Sir John would be delighted, and I know I would say this, that initially at its own expense and with the aim of raising standards of patient care, the profession introduced and developed Vocational Training (VT) in General Dental Practice. However, I believe he would be disappointed that, in England, the dedication of advisers and trainers has not been matched by a clear and unequivocal commitment from the government that VT should remain as an educational tool and not degenerate into being merely a means of workforce planning and direction.
And so, before I ask the shade of Sir John to step back into his portrait, I might play a little trick on him and take him to a modern dental school to see his reaction to the changed demographics of his profession.

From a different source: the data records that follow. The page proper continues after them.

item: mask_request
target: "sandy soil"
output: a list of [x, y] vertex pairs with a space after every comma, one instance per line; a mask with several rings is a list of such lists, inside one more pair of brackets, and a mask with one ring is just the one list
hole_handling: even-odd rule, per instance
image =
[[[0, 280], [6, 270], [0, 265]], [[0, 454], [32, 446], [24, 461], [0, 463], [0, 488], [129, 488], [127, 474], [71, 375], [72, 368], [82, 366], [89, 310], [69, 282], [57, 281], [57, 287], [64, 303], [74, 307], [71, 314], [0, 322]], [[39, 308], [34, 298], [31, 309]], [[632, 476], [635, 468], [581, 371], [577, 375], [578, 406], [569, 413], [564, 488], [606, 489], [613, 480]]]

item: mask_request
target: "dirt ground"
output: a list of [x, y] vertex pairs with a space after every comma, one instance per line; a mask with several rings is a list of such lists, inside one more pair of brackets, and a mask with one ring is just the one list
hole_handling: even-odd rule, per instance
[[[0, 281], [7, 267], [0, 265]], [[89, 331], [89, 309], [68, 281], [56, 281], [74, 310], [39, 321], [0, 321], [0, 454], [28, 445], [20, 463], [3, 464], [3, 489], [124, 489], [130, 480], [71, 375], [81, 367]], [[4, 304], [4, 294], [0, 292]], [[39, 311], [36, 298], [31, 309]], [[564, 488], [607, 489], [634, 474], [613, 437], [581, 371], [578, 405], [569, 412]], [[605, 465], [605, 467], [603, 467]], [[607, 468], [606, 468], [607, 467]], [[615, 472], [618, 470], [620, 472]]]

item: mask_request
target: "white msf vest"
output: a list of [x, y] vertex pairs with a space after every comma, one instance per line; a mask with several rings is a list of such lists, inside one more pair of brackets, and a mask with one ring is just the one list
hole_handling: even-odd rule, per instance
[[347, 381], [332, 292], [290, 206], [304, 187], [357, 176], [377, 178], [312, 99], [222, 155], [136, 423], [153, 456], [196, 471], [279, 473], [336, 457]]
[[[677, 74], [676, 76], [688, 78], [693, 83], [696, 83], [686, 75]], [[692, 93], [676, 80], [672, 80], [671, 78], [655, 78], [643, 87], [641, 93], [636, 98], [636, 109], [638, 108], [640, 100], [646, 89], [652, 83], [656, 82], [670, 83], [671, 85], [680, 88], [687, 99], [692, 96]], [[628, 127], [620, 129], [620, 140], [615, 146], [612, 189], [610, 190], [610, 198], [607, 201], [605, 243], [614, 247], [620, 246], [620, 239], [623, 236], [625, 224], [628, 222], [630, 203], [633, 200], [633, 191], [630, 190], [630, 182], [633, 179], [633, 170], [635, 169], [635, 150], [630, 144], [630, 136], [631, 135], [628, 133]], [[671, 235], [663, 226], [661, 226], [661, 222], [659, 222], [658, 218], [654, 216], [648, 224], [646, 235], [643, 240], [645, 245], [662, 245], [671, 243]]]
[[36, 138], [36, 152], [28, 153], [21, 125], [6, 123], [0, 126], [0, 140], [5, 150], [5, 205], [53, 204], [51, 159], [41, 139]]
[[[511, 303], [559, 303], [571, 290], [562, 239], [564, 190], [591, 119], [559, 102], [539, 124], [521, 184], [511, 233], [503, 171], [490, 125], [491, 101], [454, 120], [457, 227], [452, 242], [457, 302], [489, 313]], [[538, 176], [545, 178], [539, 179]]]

I wonder what an eminent Victorian like he would think of the emphasis on the expanded dental team or the number of young women in the profession (actually, it might cheer him up a bit). I think I would need to explain to him that the dynamic of the dental team is changing and, in all spheres of dentistry, is allowing us to deliver care more effectively to our patients.
Being the man he is, or rather was, I suspect Sir John might well surprise us by saying, “That's marvellous. The Dental Team, I like the sound of that and, of course, they will all be members of the British Dental Association?”
I would have to say, “No, only dentists can be members of the BDA. That's the way you set it up, Sir John.”
“But, for goodness sake man, that was 125 years ago. What have you been doing all these years? You tell me you value the dental team so unless you are all merely paying lip service to this idea isn't it about time all team members can be members of the BDA? So, there you are, young Craig. Think about it. There's a challenge for you on our 125th birthday.”
And then, in a puff of mercury vapour, Sir John would be gone, back into his portrait for another 125 years.
It is generally a conceit of the present to patronise the past and to underestimate the future. The past may well be another country and they certainly did do things differently there but in bidding farewell to Sir John, our Ghost of Dentistry Past, I think we should congratulate him and the other founders of the British Dental Association on the ambition they showed 125 years ago for our then fledgling profession. We, their successors, cannot predict and must not underestimate what the future may bring but we should promise that we will try and match their vision for the next 125 years and beyond.
For my own part, in thanking the members of the British Dental Association for the great honour of the presidency, I can assure you all that over the coming year my only concerns will be to maintain the reputation and dignity of the British Dental Association and, of course, to promote the Art, Science and Ethics of dentistry.